Woowww, katanya kemarin Hutang Indonesia sudah lunas loch kok ada lagi yooo, siapa toh yang menikmatinya ..?? Jawabannya siapa haooo. Berhutang merupakan salah satu cara untuk menutupi APBN dari suatu negara, banyak negara tentunya selain Indonesia yang memiliki hutang kepada Bank Dunia. Jika pendapatan Indonesia mencapai Rp. 1000 T sedangkan pengeluarannya mencapai misalnya Rp. 1250 T jadi kekurangan Anggaran yang ada yaitu seperempatnya atau Rp. 125 M. Nah kekurangannya itu yang diajukan ke Bank Dunia untuk mendapat pinjaman dengan berbagai jaminan. Logikanya jika setiap tahun atau bahkan setiap bulan Indonesia berhutang lalu pembayaran yang dilakukan itu pembayaran apanya, apakah setiap tahun atau bulan harus berhutang. Ada istilah sedikit-sedikit pasti jadi bukit, ya inilah yang tergambarkan jika Indonesia berhutang terus pasti jadi Bukit hutang. Sepeti yang disebutkan diatas Hutang Indonesia sudah mencapai Rp 1.677 triliun. Yang menjadi pertanyaan kapan akan lunasnya kalau hutangnya bertambah terus. Nah yang selama ini dialokasikan untuk membayar itu beruaa pembayaran apa ya, cicilan hutang atau hanya pembayaran bunga dari hutang tersebut. Sungguh tragis jika pembayaran yang dilakukan adalah pelunasan hanya bunga dari hutang tersebut.

Kalau ngomongin hutang pasti ga ada habisnya, nah ternyata kita sebagai bangsa Indonesia ini secara tidak langsung sudah terkena imbas dari hutang yang bercucuran ke Indonesia. Jika Penduduk Indonesia mencapat 237.556.363 Jiwa maka perhitungannya yaitu Hutang dibagi Jumlah Penduduk. Sudah terbayangkan perhitungannya, yups benar perhitungannya adalah Rp. 1,677 T dibagi 237.556.363 berapakah jumlahnya ? Ada yang tahu, jika perhitungannya tepat maka itulah hutang dari setiap penduduk Indonesia dari Total hutang RI ke Bank Dunia. Tragis memang bahwa bisa saja bayi yang baru lahir sudah punya hutang.

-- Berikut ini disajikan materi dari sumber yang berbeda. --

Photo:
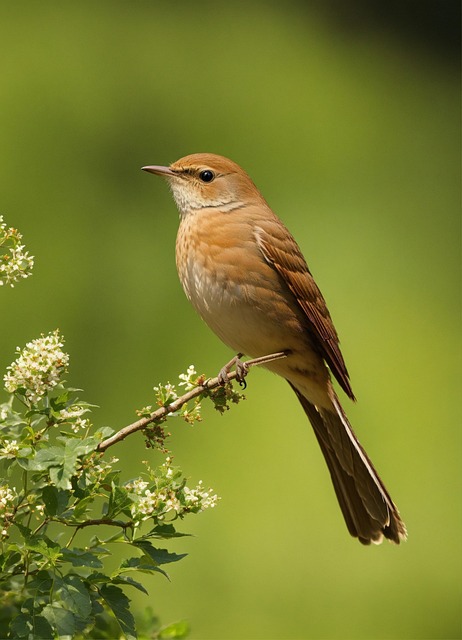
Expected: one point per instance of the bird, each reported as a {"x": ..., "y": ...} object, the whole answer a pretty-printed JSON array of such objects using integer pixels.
[{"x": 246, "y": 276}]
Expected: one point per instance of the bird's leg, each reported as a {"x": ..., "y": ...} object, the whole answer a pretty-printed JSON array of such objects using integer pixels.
[{"x": 241, "y": 370}]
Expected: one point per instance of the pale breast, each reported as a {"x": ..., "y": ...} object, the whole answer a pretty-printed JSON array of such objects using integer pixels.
[{"x": 237, "y": 293}]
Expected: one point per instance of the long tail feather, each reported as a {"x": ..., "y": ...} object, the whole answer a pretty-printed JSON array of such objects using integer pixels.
[{"x": 367, "y": 507}]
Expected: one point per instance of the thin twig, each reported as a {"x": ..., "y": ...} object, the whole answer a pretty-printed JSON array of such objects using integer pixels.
[{"x": 164, "y": 411}]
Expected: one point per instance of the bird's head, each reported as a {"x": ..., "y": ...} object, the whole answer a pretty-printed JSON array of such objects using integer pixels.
[{"x": 206, "y": 180}]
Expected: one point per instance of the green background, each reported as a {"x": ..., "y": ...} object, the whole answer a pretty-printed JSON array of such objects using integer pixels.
[{"x": 348, "y": 122}]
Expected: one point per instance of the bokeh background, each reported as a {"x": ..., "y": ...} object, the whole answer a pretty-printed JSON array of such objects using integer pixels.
[{"x": 346, "y": 115}]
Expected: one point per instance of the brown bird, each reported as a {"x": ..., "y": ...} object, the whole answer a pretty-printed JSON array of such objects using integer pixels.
[{"x": 246, "y": 276}]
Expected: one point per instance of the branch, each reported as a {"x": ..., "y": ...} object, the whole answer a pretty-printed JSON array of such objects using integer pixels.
[{"x": 164, "y": 411}]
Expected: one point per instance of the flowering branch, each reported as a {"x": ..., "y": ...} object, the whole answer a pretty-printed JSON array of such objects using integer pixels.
[
  {"x": 202, "y": 389},
  {"x": 16, "y": 263}
]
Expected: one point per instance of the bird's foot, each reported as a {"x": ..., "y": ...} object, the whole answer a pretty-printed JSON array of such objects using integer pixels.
[{"x": 241, "y": 371}]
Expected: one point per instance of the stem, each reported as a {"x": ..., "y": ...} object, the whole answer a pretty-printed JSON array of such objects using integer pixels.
[{"x": 164, "y": 411}]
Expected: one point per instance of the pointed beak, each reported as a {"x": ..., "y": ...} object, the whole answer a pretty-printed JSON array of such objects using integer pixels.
[{"x": 160, "y": 171}]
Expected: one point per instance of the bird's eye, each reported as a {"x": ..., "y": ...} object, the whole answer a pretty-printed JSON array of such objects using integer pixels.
[{"x": 206, "y": 175}]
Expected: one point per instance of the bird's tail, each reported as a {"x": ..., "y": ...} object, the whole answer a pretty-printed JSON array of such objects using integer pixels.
[{"x": 369, "y": 512}]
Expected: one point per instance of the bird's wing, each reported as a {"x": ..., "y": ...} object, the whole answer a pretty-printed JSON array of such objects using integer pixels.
[{"x": 282, "y": 252}]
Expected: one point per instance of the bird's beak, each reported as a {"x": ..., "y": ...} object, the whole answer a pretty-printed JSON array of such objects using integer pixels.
[{"x": 160, "y": 171}]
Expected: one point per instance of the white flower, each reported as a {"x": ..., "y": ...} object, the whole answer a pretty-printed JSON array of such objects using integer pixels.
[
  {"x": 201, "y": 498},
  {"x": 38, "y": 368},
  {"x": 16, "y": 263}
]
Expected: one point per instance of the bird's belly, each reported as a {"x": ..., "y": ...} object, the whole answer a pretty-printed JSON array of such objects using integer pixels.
[{"x": 245, "y": 315}]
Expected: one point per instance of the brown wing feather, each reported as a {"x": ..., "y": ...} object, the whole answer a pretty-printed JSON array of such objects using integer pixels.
[{"x": 283, "y": 253}]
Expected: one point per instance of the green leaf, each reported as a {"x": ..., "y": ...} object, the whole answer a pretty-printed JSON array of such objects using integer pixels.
[
  {"x": 119, "y": 604},
  {"x": 144, "y": 564},
  {"x": 40, "y": 544},
  {"x": 56, "y": 500},
  {"x": 127, "y": 580},
  {"x": 159, "y": 556},
  {"x": 60, "y": 620},
  {"x": 82, "y": 558},
  {"x": 29, "y": 625},
  {"x": 119, "y": 501},
  {"x": 74, "y": 594}
]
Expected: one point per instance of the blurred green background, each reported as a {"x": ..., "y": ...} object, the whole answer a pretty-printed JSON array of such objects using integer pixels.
[{"x": 346, "y": 115}]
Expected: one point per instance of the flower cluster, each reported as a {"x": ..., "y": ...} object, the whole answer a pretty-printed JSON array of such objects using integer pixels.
[
  {"x": 16, "y": 263},
  {"x": 8, "y": 498},
  {"x": 168, "y": 496},
  {"x": 73, "y": 415},
  {"x": 188, "y": 379},
  {"x": 38, "y": 368}
]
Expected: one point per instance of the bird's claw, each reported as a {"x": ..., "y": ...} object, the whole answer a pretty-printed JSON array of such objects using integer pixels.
[{"x": 241, "y": 371}]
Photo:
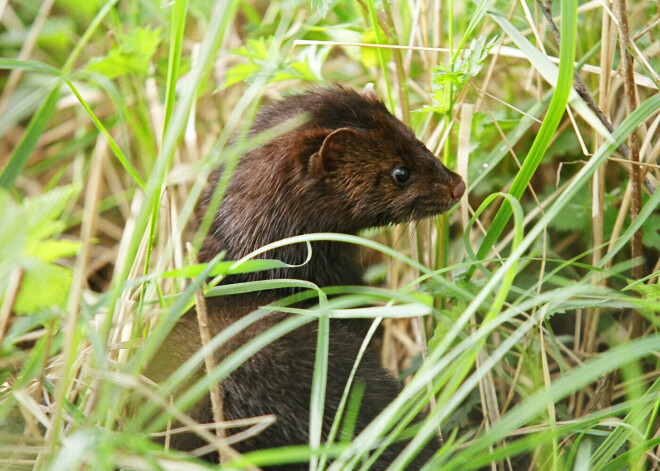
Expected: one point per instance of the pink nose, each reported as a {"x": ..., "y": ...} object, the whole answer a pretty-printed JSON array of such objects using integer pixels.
[{"x": 458, "y": 189}]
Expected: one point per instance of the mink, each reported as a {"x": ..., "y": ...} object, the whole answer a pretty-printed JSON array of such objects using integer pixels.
[{"x": 352, "y": 165}]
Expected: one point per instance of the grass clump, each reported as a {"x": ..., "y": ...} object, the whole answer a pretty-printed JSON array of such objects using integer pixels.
[{"x": 525, "y": 322}]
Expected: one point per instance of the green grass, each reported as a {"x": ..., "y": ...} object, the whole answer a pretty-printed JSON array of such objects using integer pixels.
[{"x": 528, "y": 340}]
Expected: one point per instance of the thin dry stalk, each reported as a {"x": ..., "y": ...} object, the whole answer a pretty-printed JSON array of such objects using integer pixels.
[
  {"x": 209, "y": 362},
  {"x": 90, "y": 215},
  {"x": 633, "y": 144}
]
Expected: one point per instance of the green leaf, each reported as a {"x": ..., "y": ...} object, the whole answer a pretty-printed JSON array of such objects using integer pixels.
[
  {"x": 651, "y": 232},
  {"x": 132, "y": 54},
  {"x": 26, "y": 243},
  {"x": 28, "y": 143},
  {"x": 43, "y": 285},
  {"x": 369, "y": 55}
]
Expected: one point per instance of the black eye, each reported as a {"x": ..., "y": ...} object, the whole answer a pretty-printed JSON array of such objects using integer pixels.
[{"x": 401, "y": 175}]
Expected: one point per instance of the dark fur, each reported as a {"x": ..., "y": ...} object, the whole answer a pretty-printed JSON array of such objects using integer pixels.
[{"x": 332, "y": 174}]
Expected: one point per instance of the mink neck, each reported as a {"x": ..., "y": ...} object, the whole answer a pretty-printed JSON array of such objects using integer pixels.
[{"x": 240, "y": 232}]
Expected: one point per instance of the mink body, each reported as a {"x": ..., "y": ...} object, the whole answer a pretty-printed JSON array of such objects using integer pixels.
[{"x": 351, "y": 166}]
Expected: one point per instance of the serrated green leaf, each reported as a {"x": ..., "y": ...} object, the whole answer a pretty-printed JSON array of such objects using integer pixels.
[{"x": 49, "y": 250}]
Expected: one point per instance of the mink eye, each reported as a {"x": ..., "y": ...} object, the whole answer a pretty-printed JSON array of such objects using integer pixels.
[{"x": 401, "y": 175}]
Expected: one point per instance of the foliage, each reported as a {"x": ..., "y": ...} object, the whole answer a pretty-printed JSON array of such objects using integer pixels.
[{"x": 537, "y": 352}]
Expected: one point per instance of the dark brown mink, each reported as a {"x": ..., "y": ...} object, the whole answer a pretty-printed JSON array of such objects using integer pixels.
[{"x": 351, "y": 166}]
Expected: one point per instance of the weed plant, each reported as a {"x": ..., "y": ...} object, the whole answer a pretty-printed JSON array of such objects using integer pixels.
[{"x": 524, "y": 322}]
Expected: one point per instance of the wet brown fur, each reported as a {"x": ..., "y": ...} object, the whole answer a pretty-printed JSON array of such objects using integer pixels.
[{"x": 332, "y": 174}]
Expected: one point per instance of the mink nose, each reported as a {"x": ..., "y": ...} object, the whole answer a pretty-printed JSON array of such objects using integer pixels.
[{"x": 457, "y": 189}]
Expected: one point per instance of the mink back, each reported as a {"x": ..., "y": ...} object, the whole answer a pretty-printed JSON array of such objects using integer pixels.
[{"x": 334, "y": 173}]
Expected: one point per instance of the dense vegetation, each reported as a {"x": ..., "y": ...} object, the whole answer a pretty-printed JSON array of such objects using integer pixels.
[{"x": 537, "y": 345}]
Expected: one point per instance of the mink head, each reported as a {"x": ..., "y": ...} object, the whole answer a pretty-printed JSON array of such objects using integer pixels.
[
  {"x": 355, "y": 162},
  {"x": 350, "y": 166}
]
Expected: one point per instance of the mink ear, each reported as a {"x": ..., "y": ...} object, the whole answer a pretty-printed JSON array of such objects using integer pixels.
[
  {"x": 370, "y": 92},
  {"x": 334, "y": 146}
]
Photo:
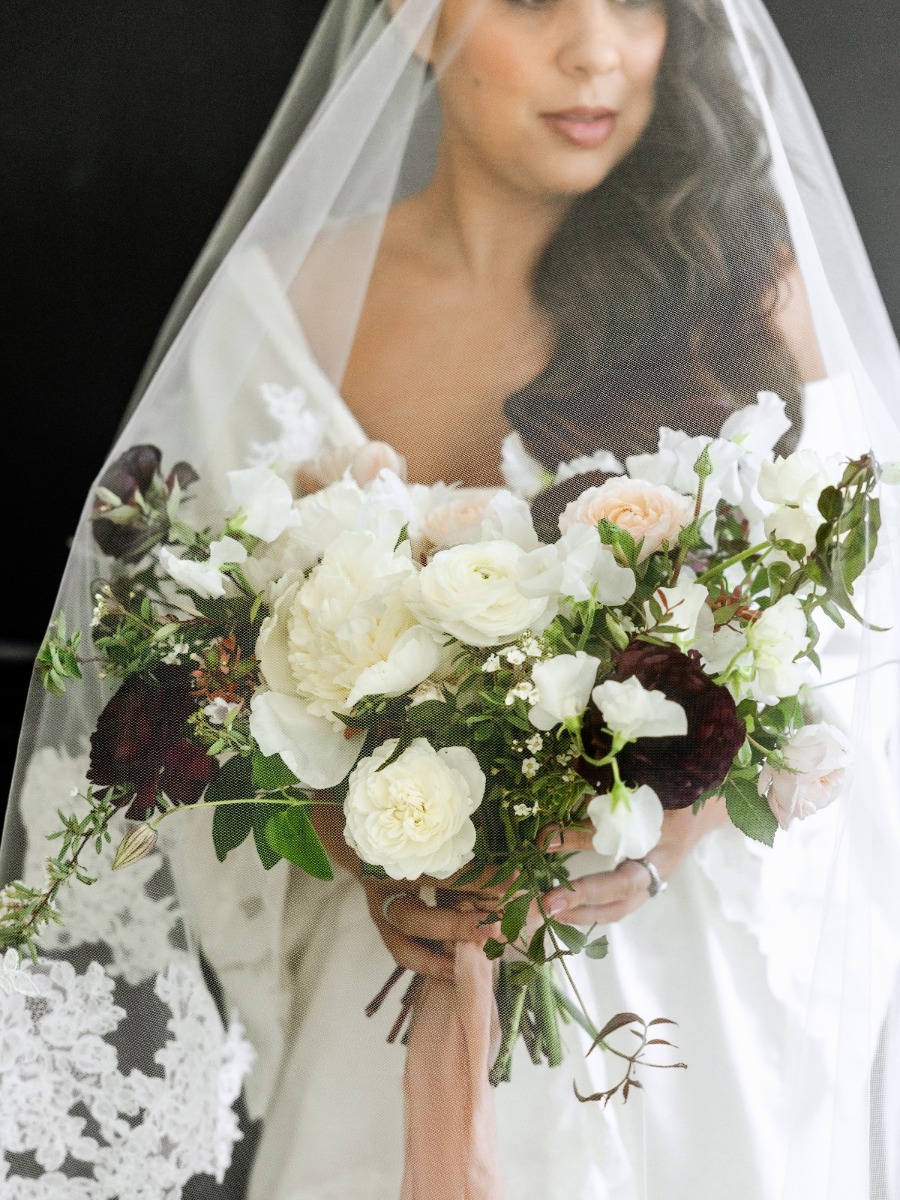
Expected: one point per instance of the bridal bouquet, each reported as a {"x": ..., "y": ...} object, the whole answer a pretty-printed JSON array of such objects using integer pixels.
[{"x": 469, "y": 675}]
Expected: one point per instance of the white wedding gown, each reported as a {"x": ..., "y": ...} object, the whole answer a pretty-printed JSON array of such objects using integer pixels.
[{"x": 726, "y": 952}]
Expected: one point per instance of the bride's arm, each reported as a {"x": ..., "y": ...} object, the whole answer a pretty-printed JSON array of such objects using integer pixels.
[{"x": 408, "y": 922}]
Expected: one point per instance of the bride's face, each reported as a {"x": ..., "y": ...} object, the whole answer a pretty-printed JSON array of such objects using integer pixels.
[{"x": 550, "y": 95}]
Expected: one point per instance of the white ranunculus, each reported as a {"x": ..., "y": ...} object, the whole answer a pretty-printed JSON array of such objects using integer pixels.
[
  {"x": 264, "y": 501},
  {"x": 521, "y": 471},
  {"x": 633, "y": 712},
  {"x": 627, "y": 832},
  {"x": 413, "y": 817},
  {"x": 472, "y": 593},
  {"x": 601, "y": 461},
  {"x": 653, "y": 514},
  {"x": 775, "y": 640},
  {"x": 577, "y": 567},
  {"x": 205, "y": 579},
  {"x": 683, "y": 605},
  {"x": 564, "y": 687},
  {"x": 797, "y": 480},
  {"x": 342, "y": 634},
  {"x": 793, "y": 525},
  {"x": 817, "y": 757}
]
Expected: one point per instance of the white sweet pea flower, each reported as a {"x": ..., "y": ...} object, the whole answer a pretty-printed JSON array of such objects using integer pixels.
[
  {"x": 262, "y": 502},
  {"x": 577, "y": 567},
  {"x": 797, "y": 480},
  {"x": 757, "y": 427},
  {"x": 817, "y": 757},
  {"x": 563, "y": 687},
  {"x": 521, "y": 471},
  {"x": 205, "y": 579},
  {"x": 683, "y": 605},
  {"x": 627, "y": 828},
  {"x": 601, "y": 461},
  {"x": 633, "y": 712},
  {"x": 472, "y": 593},
  {"x": 413, "y": 817}
]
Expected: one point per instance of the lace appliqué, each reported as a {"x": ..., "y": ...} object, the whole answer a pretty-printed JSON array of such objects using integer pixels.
[{"x": 72, "y": 1117}]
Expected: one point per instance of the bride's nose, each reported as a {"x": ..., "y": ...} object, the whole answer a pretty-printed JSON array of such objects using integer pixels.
[{"x": 589, "y": 39}]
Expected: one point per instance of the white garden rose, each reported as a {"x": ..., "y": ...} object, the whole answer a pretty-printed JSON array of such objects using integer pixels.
[
  {"x": 627, "y": 831},
  {"x": 775, "y": 640},
  {"x": 633, "y": 712},
  {"x": 413, "y": 817},
  {"x": 652, "y": 514},
  {"x": 563, "y": 687},
  {"x": 205, "y": 579},
  {"x": 817, "y": 757},
  {"x": 797, "y": 480},
  {"x": 342, "y": 634},
  {"x": 264, "y": 502},
  {"x": 472, "y": 593}
]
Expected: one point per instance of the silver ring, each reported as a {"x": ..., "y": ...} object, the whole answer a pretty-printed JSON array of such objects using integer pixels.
[
  {"x": 389, "y": 900},
  {"x": 658, "y": 885}
]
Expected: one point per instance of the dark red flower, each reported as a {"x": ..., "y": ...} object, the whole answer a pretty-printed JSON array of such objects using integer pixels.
[
  {"x": 678, "y": 768},
  {"x": 139, "y": 744},
  {"x": 126, "y": 532}
]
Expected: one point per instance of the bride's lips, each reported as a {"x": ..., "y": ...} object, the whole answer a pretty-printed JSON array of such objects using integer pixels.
[{"x": 582, "y": 126}]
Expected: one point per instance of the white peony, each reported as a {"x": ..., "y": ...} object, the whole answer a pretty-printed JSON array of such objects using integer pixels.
[
  {"x": 652, "y": 514},
  {"x": 577, "y": 567},
  {"x": 563, "y": 687},
  {"x": 633, "y": 712},
  {"x": 342, "y": 634},
  {"x": 413, "y": 817},
  {"x": 205, "y": 579},
  {"x": 628, "y": 829},
  {"x": 817, "y": 757},
  {"x": 775, "y": 640},
  {"x": 472, "y": 593},
  {"x": 263, "y": 502}
]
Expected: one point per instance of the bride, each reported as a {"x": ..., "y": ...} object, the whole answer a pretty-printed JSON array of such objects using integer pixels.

Memang benar yang membayar adalah melalui pemerintah, tapi sebagai Warga Negara yang baik adalah dengan membayar pajak ke pemerintah. Nah, kalau kita sudah taat membayar pajak, baik makan dari restoran, bayar pajam PBB, Mobil dan Motor sudah pasti dilakukan. Kita sudah rajin bayar pajak eehh, ternyata uang penghasilan dari pajak dimakan seperti GAYUS dan bukan tidak mungkin banyak dan bahkan lebih besar dan banyak lagi GAYUS-GAYUS yang lainnya.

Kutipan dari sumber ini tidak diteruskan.